Fix: coerce to plain str at the point of extraction:
results.append({
"title": str(soup.title.string) if soup.title else None,
"body": str(soup.select_one("article").get_text()) if soup.select_one("article") else "",
})
# soup goes out of scope at end of loop → entire tree freed
str(...) copies the bytes into a fresh Python string with no back-reference. The soup is now garbage as soon as the loop iterates. RSS on the same 2,500-page run dropped from 3 GB to 410 MB.
Detection: RSS sampling every 1,000 pages
I added a 12-line probe to every scraper:
import os, psutil, time
_proc = psutil.Process(os.getpid())
_samples = []
def rss_tick(page_count: int):
if page_count % 1000 == 0:
rss_mb = _proc.memory_info().rss / 1024 / 1024
_samples.append((page_count, rss_mb, time.time()))
if len(_samples) >= 3:
first, last = _samples[-3], _samples[-1]
growth_per_1k = (last[1] - first[1]) / ((last[0] - first[0]) / 1000)

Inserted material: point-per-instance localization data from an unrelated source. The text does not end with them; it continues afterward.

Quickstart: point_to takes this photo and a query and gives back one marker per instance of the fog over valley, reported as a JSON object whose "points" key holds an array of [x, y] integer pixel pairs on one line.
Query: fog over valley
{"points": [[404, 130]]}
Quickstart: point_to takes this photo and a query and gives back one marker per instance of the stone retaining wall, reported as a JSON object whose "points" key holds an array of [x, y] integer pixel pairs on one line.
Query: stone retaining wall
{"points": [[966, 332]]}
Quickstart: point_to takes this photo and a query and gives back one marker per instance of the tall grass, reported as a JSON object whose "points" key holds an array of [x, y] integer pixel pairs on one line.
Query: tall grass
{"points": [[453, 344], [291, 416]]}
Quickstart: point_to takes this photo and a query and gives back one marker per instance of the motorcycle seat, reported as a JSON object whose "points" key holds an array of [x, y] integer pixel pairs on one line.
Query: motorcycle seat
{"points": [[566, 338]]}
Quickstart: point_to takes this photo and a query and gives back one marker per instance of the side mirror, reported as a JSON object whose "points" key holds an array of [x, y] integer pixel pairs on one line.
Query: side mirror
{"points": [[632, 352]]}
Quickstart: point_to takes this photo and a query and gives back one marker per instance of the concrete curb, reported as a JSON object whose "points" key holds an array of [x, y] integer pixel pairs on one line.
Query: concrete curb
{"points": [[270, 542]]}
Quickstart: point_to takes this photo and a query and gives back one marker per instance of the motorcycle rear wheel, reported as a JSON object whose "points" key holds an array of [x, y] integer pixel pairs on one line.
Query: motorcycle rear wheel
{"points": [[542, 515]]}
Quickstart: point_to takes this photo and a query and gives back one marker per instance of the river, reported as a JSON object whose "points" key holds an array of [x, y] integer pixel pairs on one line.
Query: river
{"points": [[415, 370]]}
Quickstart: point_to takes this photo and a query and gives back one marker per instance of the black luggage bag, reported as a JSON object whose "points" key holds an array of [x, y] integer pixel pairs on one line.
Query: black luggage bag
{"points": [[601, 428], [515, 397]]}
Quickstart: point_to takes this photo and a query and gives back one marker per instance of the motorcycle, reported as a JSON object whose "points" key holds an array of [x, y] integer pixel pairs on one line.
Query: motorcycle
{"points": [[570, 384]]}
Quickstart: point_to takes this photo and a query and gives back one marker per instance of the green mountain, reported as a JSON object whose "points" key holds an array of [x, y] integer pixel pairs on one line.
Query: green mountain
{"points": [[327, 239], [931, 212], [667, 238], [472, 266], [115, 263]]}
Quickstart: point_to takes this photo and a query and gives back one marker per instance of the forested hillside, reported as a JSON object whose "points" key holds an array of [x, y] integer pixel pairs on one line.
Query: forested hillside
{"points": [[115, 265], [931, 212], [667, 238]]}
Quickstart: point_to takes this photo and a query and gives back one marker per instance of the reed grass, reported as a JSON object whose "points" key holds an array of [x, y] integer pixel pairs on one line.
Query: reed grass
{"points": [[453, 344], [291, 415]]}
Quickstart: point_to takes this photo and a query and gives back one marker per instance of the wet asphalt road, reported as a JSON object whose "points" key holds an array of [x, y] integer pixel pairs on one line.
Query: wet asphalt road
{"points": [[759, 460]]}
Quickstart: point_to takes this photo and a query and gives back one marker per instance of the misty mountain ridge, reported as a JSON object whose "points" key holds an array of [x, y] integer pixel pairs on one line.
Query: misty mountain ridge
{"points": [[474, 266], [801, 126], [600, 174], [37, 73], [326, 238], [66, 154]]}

if growth_per_1k > 50: # >50 MB per 1,000 pages
print(f"LEAK ALERT: +{growth_per_1k:.1f} MB/1k pages")
The threshold of 50 MB per 1,000 pages is conservative — anything above 20 MB on a steady-state run is worth investigating. The output gets piped to Apify's dataset, so I can grep across runs.
The cost angle nobody mentions
Memory leaks rarely crash a scraper. What they do is force you to bump the actor's Memory configuration:
- 1 GB → 2 GB: doubles compute-unit consumption per second
- 2 GB → 4 GB: quadruples it vs the 1 GB baseline
On Apify pricing, a 4 GB run at $0.0004/CU-second costs ~4× a properly-tuned 1 GB run for the same wall-clock time. Across 968 Trustpilot runs that would have been an extra ~$120/year for nothing — pure operational waste because nobody profiled RSS.
The 3 patterns above cover ~90% of leaks I have hit in production. Add the RSS probe to every long-running scraper, set the leak threshold at 50 MB/1k pages, and you will catch the next one in the first dev cycle instead of the next billing cycle.